Friday, February 4th, 2011

Q.  I’m designing a pump system from a lake and have read and understand your calculation of FT HD needed for pump selection but it seems that the upstream (uphill) pipe diameter would be a factor in the calculation.  I was going to use larger pipe to reduce pipe resistance and valve pressure drop but it seems to me the weight of the additional water (back pressure) would be higher for a  larger diameter pipe than a smaller one.  It must be easier to push water up a 3/4″ column than a 1 1/2 inch column.  You mention nothing about this.  Excluding pipe resistance, does the pipe diameter play a roll in taxing the FT HD required?  Rephrased –  Does a larger diameter column of water have any effect on the static pressure or force required to move it?

A.  The short answer is that the larger pipe would be better because there would be less pressure loss in the pipe.  This is due to less “friction loss” as the water flows through the larger size pipe.  The larger amount of water in the bigger pipe has no impact on the water pressure.   A smaller pipe may create more friction loss however, so it can be worse than a larger pipe.    To find out, you need to calculate the friction loss in the different sizes of outlet pipe based on the flow and pipe size.  See the Friction Loss Calculators to calculate the friction loss in pipes.

One of the really hard to grasp principles of hydraulics is the relation of volume of flow, pressure, and the weight of water.  Odd as it seems a larger pipe will actually be easier for the pump.  It’s not the volume of water, but the height it is lifted that matters.  In a way this is a variation on the old saying “which weighs more, a pound of feathers, or a pound of lead?”  Obviously both weigh a pound!  This version could be phrased “which is easier for the pump, 5 GPM in a 1/2″ pipe or 5 GPM in a 2″ pipe?  Neither because 5 GPM is still 5 GPM regardless of the pipe size!  Yes, you would need more power if you were actually lifting more water, also we would need more power to lift the water higher, but neither is not what is happening.  The amount of water nor the height we are lifting hasn’t changed.

The other issue here is flow through a pipe.  This is the issue that actually makes the smaller pipe potentially worse than the larger.  Because the smaller pipe is smaller it is harder to force the water through it.  The resistance of the walls of the smaller pipe causes pressure loss as water flows through.  this is commonly called “friction loss”.  How much friction loss occurs depends on the flow rate and pipe size.  Both higher flows and smaller pipes sizes result in greater friction loss.  This is the only reason a smaller pipe would be worse than the bigger pipe.  How much worse is dependent upon the actual flow rate and pipe size.
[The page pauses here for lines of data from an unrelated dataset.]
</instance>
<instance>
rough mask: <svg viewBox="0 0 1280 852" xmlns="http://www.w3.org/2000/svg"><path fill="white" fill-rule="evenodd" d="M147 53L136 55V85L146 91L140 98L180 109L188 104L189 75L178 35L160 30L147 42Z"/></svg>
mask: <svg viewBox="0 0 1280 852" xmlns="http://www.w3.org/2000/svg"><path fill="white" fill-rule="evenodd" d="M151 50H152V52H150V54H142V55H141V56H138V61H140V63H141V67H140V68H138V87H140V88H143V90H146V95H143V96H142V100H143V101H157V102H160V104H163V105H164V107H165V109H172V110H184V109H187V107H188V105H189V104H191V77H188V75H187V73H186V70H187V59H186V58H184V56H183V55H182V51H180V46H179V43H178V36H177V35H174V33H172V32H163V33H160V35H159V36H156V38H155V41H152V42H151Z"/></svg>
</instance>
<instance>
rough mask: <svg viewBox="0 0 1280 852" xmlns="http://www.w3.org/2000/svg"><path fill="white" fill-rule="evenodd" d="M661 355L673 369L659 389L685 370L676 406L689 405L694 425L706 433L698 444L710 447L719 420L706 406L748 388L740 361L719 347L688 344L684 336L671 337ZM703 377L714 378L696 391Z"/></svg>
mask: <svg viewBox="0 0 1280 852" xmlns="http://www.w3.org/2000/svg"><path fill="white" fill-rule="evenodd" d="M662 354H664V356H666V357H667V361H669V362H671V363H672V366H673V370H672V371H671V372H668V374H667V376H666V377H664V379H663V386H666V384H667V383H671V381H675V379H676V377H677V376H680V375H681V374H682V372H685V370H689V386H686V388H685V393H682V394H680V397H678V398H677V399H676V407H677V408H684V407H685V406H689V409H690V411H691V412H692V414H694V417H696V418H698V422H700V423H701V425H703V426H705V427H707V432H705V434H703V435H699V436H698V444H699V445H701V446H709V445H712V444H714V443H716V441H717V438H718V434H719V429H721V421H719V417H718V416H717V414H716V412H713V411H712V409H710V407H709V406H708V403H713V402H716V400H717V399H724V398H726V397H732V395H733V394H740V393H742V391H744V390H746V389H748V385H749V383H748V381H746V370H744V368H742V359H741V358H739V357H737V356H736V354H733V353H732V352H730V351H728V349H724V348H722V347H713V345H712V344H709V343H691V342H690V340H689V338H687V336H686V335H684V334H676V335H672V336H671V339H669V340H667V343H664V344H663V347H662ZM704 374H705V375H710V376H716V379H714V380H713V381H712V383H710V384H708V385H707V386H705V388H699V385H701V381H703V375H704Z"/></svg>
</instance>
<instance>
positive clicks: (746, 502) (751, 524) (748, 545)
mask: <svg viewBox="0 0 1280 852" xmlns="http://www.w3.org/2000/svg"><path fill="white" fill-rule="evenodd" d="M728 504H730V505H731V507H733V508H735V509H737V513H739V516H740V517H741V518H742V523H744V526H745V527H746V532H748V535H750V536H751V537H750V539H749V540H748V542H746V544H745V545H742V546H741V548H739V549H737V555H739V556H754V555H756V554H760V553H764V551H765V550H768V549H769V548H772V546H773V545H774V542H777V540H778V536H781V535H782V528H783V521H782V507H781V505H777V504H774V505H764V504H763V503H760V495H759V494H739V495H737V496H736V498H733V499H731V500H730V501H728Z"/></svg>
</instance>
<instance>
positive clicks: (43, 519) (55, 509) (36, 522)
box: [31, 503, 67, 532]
As a general rule (ie: not always true, but is most of the time)  the pipe size of the pump outlet is almost always smaller than the size of pipe that will provide optimal flow from the pump.  In other words, if a pump has a 1″ threaded outlet, it is very likely that a 1 1/2″ pipe would be attached to the 1″ outlet for use as the outlet pipe.  Pump manufacturer’s tend to use smaller size inlets and outlets to save money.

Think about feet of head.  As discussed in the Pump Tutorial, the number of feet of water depth determines the water pressure.  So 80 feet of water depth equals a pressure of 80 ft. hd.  This pressure will be the same regardless of the pipe size.  The water pressure at the bottom of an 80′ high 1/2″  pipe is exactly the same as the water pressure at the bottom of an 80′ high 6″ pipe, even though the 6″ pipe holds a lot more water.  A pump actually works by creating water pressure.  So for the pump there is no difference between pumping into either size pipe, the water pressure required to move the water into the bottom of both pipes is the same.  Now the pressure lost as water moves through the two pipes will be different.  Assuming a high rate of flow, a lot more pressure will be lost due to friction in the smaller pipe.    So for that reason using a larger pipe will be better.  Depending on the flow, however, it may be only very marginally better.  To find out you need to calculate the friction loss in the outlet pipe based on the flow and pipe size.  See the Friction Loss Calculators to calculate the friction loss in pipes or tubes of various types.